There are actually two different kinds of emergencies and although they have some common tenants, they are actually very different. In California, until recently, we mostly focused on earthquakes as the most likely emergency we would face.  In that case, we are told, we need to be prepared to survive for three to five days on our own before help will arrive.  That means we need to pack away food and water, basic toiletries and clothing and first aid materials.  Including food, litter and other necessities for all your pets.  Assume no electricity or phones and road closures so you have to stay in place.

The second type of emergency is something like the fires where you grab and go.  The whole world is not burning (although it may seem all of California is in flames at times) so as soon as you are out of the area you will be able to buy groceries and clothing.  Then what you need to grab from your home – besides your family and pets – are your valuables and irreplaceable items like photos.  It was interesting to hear about some of the things people took with them during the fires last year.  People packed their cars with toilet paper and water and lost precious pictures and family heirlooms.

The part that’s the same for any kind of emergency is to have a plan on how to catch and transport your pets.  Do you have cat carriers handy?  Is your dog’s leash always in the same place so it’s easy to grab?  Do you have pictures of your pets in case they disappear?  Are they microchipped so they will be easy to identify?  What are you waiting for?  Microchips are free for Rohnert Park and Cotati residents at the shelter!  Do you have a list of any medications your pets are on?  A great idea I recently heard was to take a picture of the bottle of all medications so you can show to a veterinarian if you need to evacuate and get a refill.  Take a picture of their vaccination records too so you can show proof if needed; then you are not trying to remember to grab a file and shuffling through papers.

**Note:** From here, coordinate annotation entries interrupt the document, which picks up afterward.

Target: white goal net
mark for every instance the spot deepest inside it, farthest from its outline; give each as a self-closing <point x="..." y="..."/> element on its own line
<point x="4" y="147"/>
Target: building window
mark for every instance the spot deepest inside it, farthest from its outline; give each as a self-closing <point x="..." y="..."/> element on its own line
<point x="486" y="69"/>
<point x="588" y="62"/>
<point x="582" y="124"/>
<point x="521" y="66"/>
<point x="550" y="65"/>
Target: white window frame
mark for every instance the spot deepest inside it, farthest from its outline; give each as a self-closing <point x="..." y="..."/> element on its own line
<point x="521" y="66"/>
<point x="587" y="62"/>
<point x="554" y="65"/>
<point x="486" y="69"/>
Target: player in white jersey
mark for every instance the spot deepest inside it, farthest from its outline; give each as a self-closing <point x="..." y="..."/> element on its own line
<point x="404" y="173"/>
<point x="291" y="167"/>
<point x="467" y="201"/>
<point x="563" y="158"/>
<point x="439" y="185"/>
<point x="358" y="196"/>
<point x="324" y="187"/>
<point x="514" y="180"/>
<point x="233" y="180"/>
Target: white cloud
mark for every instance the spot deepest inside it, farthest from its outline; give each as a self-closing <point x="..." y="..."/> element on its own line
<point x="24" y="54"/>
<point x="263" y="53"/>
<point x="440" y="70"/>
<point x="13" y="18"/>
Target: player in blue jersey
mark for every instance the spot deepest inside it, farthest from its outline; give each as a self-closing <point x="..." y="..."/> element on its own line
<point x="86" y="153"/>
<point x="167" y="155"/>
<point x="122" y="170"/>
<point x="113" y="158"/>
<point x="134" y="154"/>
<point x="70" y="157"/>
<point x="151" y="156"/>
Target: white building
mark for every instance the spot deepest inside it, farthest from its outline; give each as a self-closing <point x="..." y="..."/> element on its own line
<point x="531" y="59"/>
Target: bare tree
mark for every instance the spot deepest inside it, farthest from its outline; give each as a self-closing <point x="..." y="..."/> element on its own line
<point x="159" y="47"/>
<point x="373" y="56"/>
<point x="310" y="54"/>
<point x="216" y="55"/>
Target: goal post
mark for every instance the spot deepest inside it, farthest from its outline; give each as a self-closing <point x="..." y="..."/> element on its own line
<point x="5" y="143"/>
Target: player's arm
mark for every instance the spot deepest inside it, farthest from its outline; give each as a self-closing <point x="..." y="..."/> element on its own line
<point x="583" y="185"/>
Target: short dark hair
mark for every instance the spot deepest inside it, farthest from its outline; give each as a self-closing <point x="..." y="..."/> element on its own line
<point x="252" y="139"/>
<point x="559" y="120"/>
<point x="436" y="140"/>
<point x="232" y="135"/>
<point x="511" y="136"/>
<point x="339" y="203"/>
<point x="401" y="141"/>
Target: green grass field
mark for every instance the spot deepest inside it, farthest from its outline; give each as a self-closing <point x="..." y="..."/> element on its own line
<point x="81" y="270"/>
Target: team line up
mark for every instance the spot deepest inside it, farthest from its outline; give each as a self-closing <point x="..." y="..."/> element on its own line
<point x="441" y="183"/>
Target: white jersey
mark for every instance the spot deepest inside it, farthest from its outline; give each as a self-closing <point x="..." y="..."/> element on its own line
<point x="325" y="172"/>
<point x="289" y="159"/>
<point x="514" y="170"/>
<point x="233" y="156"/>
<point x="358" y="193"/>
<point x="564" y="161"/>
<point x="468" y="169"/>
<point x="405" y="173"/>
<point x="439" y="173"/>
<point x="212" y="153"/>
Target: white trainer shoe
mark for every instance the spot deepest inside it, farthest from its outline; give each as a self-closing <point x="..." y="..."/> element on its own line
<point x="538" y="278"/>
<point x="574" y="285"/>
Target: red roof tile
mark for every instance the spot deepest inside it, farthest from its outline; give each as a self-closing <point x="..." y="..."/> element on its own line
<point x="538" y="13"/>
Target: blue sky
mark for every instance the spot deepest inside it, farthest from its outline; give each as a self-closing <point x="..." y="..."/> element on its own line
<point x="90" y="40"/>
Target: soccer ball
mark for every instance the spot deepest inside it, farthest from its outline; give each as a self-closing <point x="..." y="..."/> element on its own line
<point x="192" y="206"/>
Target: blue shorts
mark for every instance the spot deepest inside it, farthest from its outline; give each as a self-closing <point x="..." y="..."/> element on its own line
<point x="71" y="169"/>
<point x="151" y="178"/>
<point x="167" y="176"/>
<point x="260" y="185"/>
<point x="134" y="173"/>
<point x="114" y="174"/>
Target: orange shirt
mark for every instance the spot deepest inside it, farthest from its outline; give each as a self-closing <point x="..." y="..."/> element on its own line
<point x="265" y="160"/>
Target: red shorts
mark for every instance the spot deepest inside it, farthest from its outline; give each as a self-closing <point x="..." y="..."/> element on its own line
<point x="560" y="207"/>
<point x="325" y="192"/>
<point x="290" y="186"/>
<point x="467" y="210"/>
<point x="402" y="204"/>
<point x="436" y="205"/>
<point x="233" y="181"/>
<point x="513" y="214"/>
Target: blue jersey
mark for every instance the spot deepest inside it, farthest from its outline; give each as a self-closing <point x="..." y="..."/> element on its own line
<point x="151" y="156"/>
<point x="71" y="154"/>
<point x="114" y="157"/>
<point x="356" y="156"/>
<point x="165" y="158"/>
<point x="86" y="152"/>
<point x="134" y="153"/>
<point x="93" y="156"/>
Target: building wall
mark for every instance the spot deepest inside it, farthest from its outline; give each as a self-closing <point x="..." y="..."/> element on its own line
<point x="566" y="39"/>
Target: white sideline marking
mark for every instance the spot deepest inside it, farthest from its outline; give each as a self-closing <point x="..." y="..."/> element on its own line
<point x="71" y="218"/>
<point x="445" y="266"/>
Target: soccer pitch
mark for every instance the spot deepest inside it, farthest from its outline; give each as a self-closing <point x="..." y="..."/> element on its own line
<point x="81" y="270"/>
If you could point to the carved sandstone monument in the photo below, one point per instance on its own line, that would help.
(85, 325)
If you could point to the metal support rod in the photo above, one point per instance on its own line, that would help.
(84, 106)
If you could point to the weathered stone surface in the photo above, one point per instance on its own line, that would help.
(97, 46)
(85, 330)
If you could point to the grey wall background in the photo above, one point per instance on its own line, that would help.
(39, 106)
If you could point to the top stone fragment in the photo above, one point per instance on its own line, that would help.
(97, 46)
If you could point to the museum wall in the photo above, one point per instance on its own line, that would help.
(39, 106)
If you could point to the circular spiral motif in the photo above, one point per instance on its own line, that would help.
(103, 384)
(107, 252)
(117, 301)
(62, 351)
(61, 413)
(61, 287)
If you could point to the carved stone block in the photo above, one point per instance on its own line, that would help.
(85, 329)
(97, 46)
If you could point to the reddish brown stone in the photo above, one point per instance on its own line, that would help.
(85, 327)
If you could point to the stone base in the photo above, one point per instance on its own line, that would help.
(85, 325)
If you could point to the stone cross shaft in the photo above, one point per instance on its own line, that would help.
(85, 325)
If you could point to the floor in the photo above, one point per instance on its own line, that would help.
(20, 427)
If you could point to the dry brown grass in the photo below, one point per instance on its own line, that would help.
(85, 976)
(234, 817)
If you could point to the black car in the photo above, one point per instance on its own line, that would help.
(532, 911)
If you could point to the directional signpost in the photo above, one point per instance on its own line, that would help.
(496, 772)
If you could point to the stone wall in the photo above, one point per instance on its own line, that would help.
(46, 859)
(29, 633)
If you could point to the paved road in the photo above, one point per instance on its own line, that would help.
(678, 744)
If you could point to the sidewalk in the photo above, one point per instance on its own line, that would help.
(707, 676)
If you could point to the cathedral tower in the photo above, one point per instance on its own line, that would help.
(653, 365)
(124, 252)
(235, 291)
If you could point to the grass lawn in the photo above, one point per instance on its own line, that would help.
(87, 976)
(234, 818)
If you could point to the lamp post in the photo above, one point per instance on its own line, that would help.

Do you have a bag packed with some of your pets’ food and litter if you need to grab and go?  Do you know where you would go that will accept pets?  More and more emergency shelters are allowing pets in with their owners if they are pet and people friendly but you might want to have some back-up options ready.  And pick someone that lives out of the immediate area that can be your central contact in case you and other family members get separated.  Make sure that person’s contact information is programmed into everyone’s phone.

There are some great resources for lists and suggestions on what to have in your emergency kits for pets.  Instead of listing those items here, I’ll just refer you to these websites: www.redrover.org/resource/pet-disaster-preparedness and www.redcross.org/get-help/how-to-prepare-for-emergencies/pet-disaster-preparedness and www.humanesociety.org/issues/animal_rescue/tips/pet_disaster_preparedness_kit. What I didn’t realize when I first set-up my emergency containers is that’s not the end of the work.  You can’t just pack it once and forget about them.  The food and water you store away must be continuously rotated or when you need it years later you will be sadly disappointed that everything is spoiled.  Being prepared for emergencies is a continuous process.  Pick a date or day of the month that you will focus on this important task.  As a family do a drill and check your supplies.  Better to be ready and not ever need it than the opposite, right?